While arthroscopic transosseous repair is highly effective, surgeons must be vigilant regarding potential complications:

  1. Dorsal Ulnar Sensory Nerve (DUSN) Injury: The DUSN is highly vulnerable during the creation of the 6R/6U portals and the ulnar cortical incision. Meticulous blunt dissection and the use of drill guides are mandatory. Neuropraxia usually resolves, but a transected nerve may lead to painful neuromas requiring surgical excision.
  2. Cortical Blowout: Drilling the transosseous tunnels too close together can fracture the bony bridge. If this occurs, the surgeon must convert to a suture anchor technique placed directly into the fovea.
  3. Hardware Irritation / ECU Tendinitis: Sutures tied over the ulnar cortex can occasionally irritate the overlying ECU tendon. Ensuring the knots are buried deep to the periosteum minimizes this risk.
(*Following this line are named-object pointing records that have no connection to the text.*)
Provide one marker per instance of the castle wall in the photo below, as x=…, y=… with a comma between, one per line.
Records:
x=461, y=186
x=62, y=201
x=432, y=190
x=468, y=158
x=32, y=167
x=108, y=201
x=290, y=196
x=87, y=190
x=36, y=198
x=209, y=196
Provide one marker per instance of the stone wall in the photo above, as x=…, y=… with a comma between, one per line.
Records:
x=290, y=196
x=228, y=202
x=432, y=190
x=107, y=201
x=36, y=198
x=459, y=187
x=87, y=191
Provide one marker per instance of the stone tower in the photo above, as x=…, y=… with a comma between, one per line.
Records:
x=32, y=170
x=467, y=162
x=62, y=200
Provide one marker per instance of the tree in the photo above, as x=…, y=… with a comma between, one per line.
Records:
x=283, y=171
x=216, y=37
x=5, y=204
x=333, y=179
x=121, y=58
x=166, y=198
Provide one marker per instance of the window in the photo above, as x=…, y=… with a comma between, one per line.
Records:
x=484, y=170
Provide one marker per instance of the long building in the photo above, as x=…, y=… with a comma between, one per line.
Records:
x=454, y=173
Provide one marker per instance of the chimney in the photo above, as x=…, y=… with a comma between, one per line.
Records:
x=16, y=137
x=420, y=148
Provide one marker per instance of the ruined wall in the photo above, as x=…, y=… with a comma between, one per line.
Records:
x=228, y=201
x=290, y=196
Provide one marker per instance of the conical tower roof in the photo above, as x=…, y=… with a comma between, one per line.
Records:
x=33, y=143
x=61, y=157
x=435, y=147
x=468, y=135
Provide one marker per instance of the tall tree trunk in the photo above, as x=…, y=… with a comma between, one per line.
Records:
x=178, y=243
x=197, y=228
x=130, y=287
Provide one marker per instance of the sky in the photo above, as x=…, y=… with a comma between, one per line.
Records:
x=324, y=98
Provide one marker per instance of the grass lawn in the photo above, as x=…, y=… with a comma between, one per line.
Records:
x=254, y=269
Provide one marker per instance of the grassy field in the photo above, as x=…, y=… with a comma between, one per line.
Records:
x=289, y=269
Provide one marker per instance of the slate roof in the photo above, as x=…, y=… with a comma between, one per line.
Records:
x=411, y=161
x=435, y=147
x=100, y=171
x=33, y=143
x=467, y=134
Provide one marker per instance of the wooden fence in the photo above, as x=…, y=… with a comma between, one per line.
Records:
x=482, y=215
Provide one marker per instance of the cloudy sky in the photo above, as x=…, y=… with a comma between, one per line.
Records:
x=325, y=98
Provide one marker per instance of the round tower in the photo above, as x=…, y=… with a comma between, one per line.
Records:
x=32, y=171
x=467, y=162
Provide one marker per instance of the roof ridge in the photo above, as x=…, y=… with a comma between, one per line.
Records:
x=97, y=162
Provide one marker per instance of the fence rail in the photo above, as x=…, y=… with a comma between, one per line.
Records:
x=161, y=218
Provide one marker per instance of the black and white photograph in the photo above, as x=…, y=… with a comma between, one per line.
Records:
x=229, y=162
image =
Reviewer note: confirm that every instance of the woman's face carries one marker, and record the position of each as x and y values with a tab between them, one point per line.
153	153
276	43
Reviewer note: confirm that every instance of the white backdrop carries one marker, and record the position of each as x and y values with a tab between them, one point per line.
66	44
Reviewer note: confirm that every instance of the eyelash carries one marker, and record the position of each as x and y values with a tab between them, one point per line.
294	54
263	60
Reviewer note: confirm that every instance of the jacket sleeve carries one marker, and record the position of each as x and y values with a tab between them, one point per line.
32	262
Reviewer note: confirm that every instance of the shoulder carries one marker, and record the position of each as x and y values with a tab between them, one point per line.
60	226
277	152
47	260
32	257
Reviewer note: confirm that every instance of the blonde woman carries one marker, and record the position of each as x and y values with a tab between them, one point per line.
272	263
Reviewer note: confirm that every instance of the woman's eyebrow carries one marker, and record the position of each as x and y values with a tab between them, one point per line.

  4. Postoperative Stiffness: Prolonged immobilization can lead to severe pronosupination stiffness. Strict adherence to the timeline for pin removal (4 weeks) and initiation of therapy (6 weeks) is crucial.
  5. Recurrent Instability: Failure of the repair can occur due to noncompliance with postoperative restrictions, poor tissue quality, or failure to recognize and treat concurrent ulnar positive variance. Revision surgery may require open reconstruction using tendon autografts (e.g., Adams-Berger procedure).